The long-term win goes to the teams that learn to pick the right model for each kind of work. At Finsi we route Sonnet to the bulk of mid-difficulty work, Opus to anything that needs a large context window or expensive reasoning, GPT to review steps, and Gemini to text generation. Routing is the easy part. The hard part is the evals - not “did the agent return the correct result,” but “what’s the cost per correct result, and would the cheaper model handle this class of task.” Evals turn routing from a guess into a knob you can actually adjust on the price-quality curve.
The team that owns the routing layer in a company will be in the same position the SRE team was in 2015 - the people who can explain why the bill went up, why it should go down, and what trade-offs the business is making by running on the current configuration.
The Choice
The week that Fable 5 shipped, I was on a call with a founder building an agent product for a vertical market. He was looking at the new pricing and trying to decide whether to lock his stack to frontier or to default to commodity with frontier as a fallback. He’d been assuming the question was about quality. After the week’s news, he started asking it as a question about unit economics.

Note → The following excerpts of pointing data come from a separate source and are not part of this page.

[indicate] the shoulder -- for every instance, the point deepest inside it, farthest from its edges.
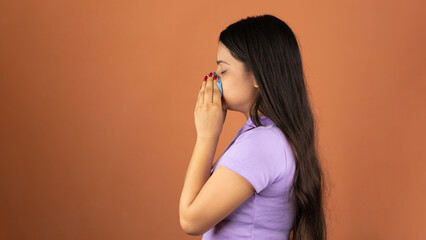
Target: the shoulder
(263, 135)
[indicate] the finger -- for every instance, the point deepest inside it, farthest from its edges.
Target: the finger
(202, 91)
(208, 93)
(199, 97)
(216, 93)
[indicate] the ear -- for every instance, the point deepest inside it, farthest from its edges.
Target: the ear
(255, 84)
(254, 81)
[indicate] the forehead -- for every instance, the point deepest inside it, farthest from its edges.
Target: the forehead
(223, 53)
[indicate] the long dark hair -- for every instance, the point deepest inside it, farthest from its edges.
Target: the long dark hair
(268, 48)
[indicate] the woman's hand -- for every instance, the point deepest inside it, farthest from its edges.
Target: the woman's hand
(209, 115)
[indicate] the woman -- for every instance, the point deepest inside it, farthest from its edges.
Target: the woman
(268, 182)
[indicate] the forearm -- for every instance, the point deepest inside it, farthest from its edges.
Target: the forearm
(198, 170)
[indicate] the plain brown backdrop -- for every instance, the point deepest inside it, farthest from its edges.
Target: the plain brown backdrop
(97, 101)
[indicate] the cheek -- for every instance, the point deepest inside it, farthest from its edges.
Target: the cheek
(233, 93)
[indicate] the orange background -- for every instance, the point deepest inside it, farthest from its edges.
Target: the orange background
(97, 101)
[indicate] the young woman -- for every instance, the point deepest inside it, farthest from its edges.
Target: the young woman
(268, 184)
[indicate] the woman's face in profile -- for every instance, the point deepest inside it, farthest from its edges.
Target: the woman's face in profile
(239, 87)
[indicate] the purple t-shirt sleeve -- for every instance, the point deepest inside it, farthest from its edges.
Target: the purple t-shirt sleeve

I think that’s the actual signal underneath the three events. The question wasn’t whether AI was getting more expensive. The question was which AI you were building on, and what the unit economics of that shelf would look like in twelve months.

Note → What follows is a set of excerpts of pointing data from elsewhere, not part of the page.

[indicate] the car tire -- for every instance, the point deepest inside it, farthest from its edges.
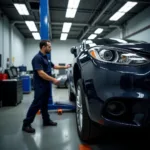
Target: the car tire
(87, 129)
(72, 97)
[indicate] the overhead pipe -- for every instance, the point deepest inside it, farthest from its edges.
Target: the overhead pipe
(98, 18)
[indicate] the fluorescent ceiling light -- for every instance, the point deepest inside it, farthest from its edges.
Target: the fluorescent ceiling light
(92, 44)
(66, 27)
(98, 31)
(92, 36)
(36, 36)
(128, 6)
(22, 9)
(70, 13)
(89, 42)
(72, 8)
(117, 16)
(64, 36)
(31, 25)
(73, 4)
(124, 9)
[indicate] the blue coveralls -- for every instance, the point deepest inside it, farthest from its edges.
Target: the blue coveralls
(42, 89)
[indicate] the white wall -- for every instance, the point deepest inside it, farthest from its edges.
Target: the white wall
(60, 51)
(18, 48)
(18, 43)
(138, 22)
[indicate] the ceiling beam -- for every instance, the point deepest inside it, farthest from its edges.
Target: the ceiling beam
(97, 18)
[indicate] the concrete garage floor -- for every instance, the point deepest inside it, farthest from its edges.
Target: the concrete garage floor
(62, 137)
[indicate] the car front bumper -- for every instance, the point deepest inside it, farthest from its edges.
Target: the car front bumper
(103, 85)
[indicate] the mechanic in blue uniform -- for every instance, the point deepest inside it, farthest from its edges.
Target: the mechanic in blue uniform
(42, 76)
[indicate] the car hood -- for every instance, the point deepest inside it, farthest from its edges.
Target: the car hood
(140, 47)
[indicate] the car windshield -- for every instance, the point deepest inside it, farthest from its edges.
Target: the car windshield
(110, 41)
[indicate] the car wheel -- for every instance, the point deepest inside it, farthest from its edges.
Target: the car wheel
(87, 129)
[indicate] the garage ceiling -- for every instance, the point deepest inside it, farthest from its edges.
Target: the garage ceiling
(87, 13)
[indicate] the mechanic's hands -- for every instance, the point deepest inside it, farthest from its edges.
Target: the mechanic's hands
(56, 82)
(68, 66)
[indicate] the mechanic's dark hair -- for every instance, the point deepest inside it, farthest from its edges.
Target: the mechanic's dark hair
(43, 43)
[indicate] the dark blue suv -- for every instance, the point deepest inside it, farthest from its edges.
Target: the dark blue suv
(110, 82)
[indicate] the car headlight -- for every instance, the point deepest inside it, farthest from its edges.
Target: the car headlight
(118, 56)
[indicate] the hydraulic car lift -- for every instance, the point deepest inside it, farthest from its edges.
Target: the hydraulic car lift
(44, 33)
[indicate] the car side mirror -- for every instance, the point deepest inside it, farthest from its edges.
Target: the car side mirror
(73, 50)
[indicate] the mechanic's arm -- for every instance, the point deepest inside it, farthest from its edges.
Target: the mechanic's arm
(45, 76)
(61, 67)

The cheap-AI era isn’t ending. It’s still there, on the commodity shelf, getting cheaper. What’s ending is the period where you didn’t have to choose, because everything came in one bundle at a flat price.
You have to choose now.
I don’t know yet which shelf Finsi ends up on for every workload. We run cascading agents in production today, and we’ll probably end up using both - frontier on the hardest planning steps, commodity on the cheap, parallel work. The decision is more interesting than it was six months ago, because the answer used to be “whichever is the best available” and now it’s “whichever has the right unit economics for the task.”
The week of June 9 was when that question got real.